Oltre alla divaricazione tra rappresentanza sociale e rappresentazione sociale nei media, già messa in evidenza da Roland Barthes alla fine degli anni sessanta, si pone — a proposito dei quesiti su bagni e transgender — un nuovo problema semantico relativo alla simbologia e alla cartellonistica da utilizzare. Basti pensare che nei tre musei più importanti di New York la simbologia utilizzata è completamente diversa.
Se vorrete fare una sosta al restroom del Met (Metropolitan Museum Of Art) troverete la tradizionale divisione Woman e Man accompagnata dalle classiche icone maschili e femminili.

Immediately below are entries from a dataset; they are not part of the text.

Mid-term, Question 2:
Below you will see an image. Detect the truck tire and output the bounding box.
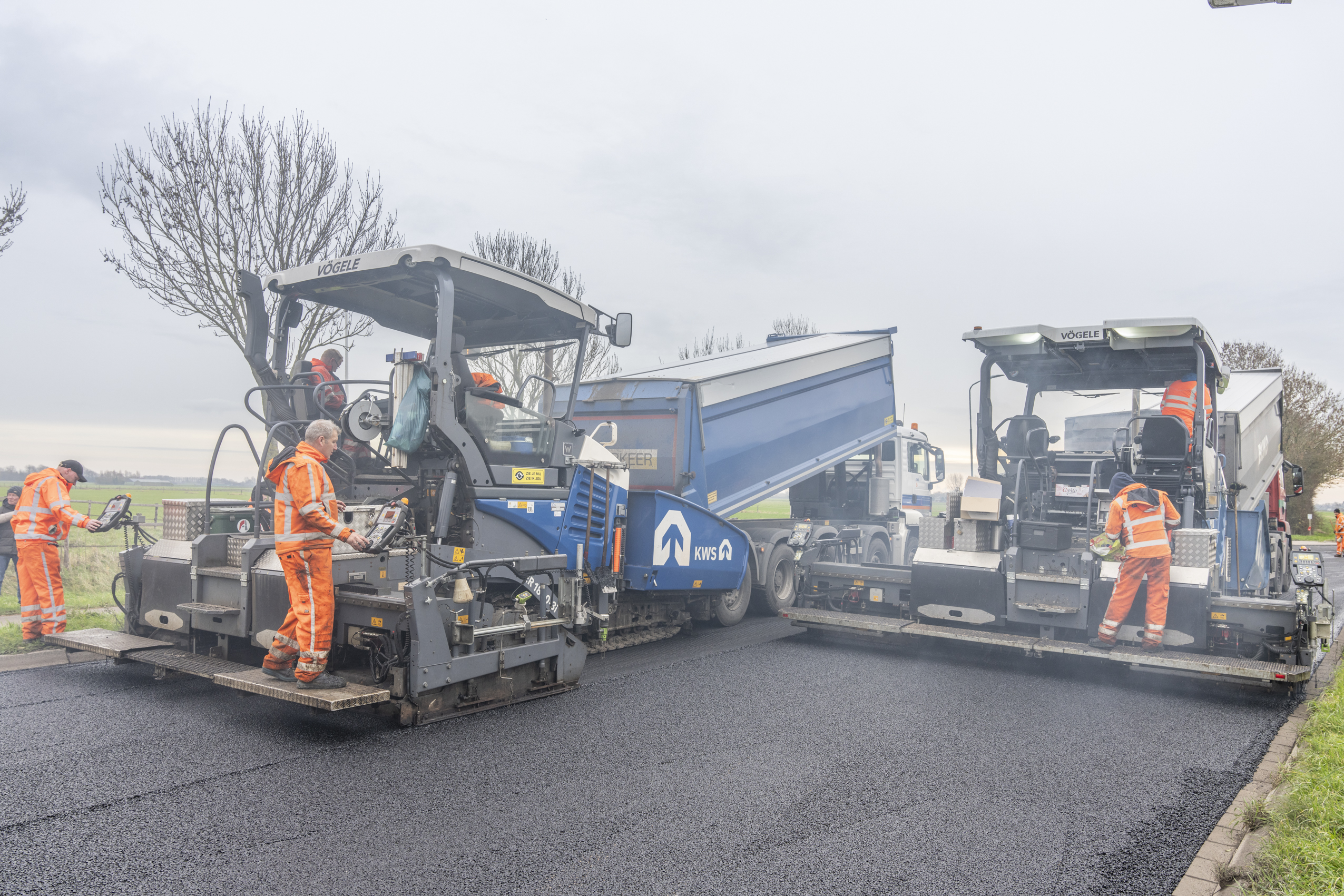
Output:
[714,582,751,629]
[751,544,796,617]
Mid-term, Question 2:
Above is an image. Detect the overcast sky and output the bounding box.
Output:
[0,0,1344,491]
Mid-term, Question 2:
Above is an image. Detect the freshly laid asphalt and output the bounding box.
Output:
[0,559,1344,896]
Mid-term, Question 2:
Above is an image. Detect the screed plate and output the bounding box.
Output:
[214,669,393,711]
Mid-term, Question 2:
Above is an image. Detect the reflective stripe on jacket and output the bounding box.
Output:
[9,466,89,541]
[1106,483,1180,557]
[1163,378,1214,438]
[266,442,352,551]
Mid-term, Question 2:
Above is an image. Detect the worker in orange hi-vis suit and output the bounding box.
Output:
[309,348,346,411]
[262,420,368,688]
[9,461,100,641]
[1163,373,1214,438]
[1087,473,1180,653]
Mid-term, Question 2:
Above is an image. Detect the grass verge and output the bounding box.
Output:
[0,529,124,615]
[1243,666,1344,896]
[0,608,122,654]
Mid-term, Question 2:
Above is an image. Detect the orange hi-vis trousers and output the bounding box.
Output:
[262,548,336,681]
[1097,554,1172,645]
[16,540,66,638]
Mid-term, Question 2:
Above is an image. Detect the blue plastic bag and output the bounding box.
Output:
[387,367,430,452]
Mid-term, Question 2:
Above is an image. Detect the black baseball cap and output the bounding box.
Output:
[56,461,89,483]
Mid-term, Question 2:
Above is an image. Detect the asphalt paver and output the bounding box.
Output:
[0,548,1344,896]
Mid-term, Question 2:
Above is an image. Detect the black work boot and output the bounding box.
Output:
[298,672,346,691]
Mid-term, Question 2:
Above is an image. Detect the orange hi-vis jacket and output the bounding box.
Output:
[309,357,346,410]
[9,466,89,543]
[1106,483,1180,557]
[1163,376,1214,438]
[266,442,354,554]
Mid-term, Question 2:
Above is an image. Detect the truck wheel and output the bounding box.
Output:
[751,544,794,617]
[714,583,751,627]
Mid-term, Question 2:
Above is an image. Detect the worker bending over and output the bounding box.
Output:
[1087,473,1180,653]
[9,461,100,641]
[262,420,368,689]
[309,348,346,411]
[1163,373,1214,439]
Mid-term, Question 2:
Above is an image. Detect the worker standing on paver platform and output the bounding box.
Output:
[1087,473,1180,653]
[262,420,368,688]
[9,461,100,641]
[1163,373,1214,438]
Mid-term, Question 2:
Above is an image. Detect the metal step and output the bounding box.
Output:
[42,629,172,659]
[145,647,254,678]
[780,607,1312,684]
[196,567,243,582]
[178,603,242,617]
[215,669,393,712]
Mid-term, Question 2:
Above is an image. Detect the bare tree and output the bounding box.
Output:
[1223,342,1344,532]
[98,103,402,384]
[770,314,821,336]
[0,184,28,254]
[468,230,621,407]
[676,327,747,361]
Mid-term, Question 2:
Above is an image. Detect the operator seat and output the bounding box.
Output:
[1133,415,1190,490]
[449,333,476,412]
[1134,415,1190,464]
[1003,413,1049,461]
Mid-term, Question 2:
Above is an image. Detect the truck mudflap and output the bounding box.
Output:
[780,607,1312,685]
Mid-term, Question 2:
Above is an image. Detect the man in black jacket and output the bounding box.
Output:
[0,485,23,602]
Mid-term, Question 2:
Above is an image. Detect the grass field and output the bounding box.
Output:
[1246,676,1344,896]
[0,483,251,654]
[732,498,789,520]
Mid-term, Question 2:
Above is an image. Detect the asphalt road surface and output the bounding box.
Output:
[0,559,1341,896]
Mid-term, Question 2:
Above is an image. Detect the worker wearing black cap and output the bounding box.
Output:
[9,461,100,641]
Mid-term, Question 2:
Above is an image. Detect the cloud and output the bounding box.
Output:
[0,24,195,195]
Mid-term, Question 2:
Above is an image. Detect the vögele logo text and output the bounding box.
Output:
[317,258,359,277]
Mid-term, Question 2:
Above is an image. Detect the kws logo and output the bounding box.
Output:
[653,510,691,567]
[695,539,732,560]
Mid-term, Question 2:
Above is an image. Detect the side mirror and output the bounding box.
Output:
[606,312,634,348]
[285,298,304,329]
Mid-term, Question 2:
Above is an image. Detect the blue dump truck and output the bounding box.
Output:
[562,328,944,625]
[48,246,941,724]
[783,318,1337,689]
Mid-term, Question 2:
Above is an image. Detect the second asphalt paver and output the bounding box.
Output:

Al Guggenheim l’iconografia tradizionale è conservata, ma la dicitura riporta la parola: Unisex, con la sola precisazione: Single Occupancy . Al Withney, decisamente il più post-modernamente orientato dei tre musei, hanno voltato decisamente pagina, lasciando sex in favore di gender. Sulla cartellonistica compare solo la scritta: All Gender Restroom, senza alcuna immagine.
Era dal 1917, quando Marcel Duchamp concepì proprio a New York l’opera ready-made Fontana, che non si faceva un così gran parlare di bagni pubblici. Fontana è un orinatoio in ceramica bianca di fattura industriale che l’artista installò in orizzontale, apponendovi come firma lo pseudonimo R. Mutt.
Pagando sei dollari si era assicurato che l’opera fosse esposta alla Society Of Independent Artists, ma fu dimenticata dagli allestitori. L’originale andò perduto e Duchamp ne autorizzò successivamente diverse riproduzioni. Oggi Fontana è considerata la maggiore opera dell’arte concettuale e il suo valore è di alcuni milioni di dollari. Fontana è un orinatoio maschile e tale restò anche firmato e installato in orizzontale, anziché in verticale. Neppure Duchamp si sognò che potesse essere anche femminile.
Dal sito dell’Huffington Post Marco Palillo ha criticato la posizione della destra americana su bagni pubblici, cartellonistica e transgender dalla prospettiva dei difensori dei nuovi diritti. Per il blogger italiano, che scrive da Londra, la cartellonistica ideale dovrebbe riportare solo la dicitura: Inclusive Restroom, e il valore di riferimento di questa scelta è, appunto, l’inclusività delle differenze. Una provocazione che a volerla prendere sul serio potrebbe smuovere da un secolare immobilismo anche i sostenitori delle posizioni conservatrici, che avvallano, consapevolmente o meno, quella sorta di apartheid dei sessi che si è declinato storicamente nei matronei, nei ginecei, negli harem. O nella rigida divisione tra istituzioni educative su base sessuale, che conoscono oggi una nuova fioritura come nel caso del revival — soprattutto anglosassone, ma se ne dibatte anche in Italia — del ritorno alla divisione delle classi scolastiche in maschili e femminili.
Ha scritto di recente Giacomo Contri nel suo blog Think! che “La singolarità umana comporta che l’accento non è sui sessi, ma sul pensiero ossia sulla differenza dei sessi: questa è identica nei due sessi, ed è su essa che gli umani prendono posizione, senza presupporre matronei o ginecei. Etero- o omo-, di mezzo c’è stato il pensiero”.
Palillo dal suo pulpito londinese per la difesa dei diritti conclude il suo articolo osservando che “dalle persone transgender potremmo imparare tutti — etero o gay, credenti o laici — ad essere più autentici e meno ideologici”, dal momento “che una (persona) è tanto più autentica quanto più somiglia all’idea che ha pensato di se stessa”.
Eccoci di nuovo al pensiero e all’idea-le (dell’io) — per definizione irraggiungibile — che esso costruisce. Forse è in questa direzione — e non solo alla luce dell’ipotesi di esclusione sociale: bagni compresi — che andrebbe indagato il dato statistico, che giustamente preoccupa Polillo, relativo all’alto numero di suicidi tra le persone transgender rispetto alla popolazione generale.
È il modo in cui si pensa la differenza sessuale, con fiducia o con timore, che fa la differenza tra inclusione e esclusione, a partire dal non escludere, sulla base delle pretese di un ideale, l’apprezzamento per il corpo che è toccato in sorte.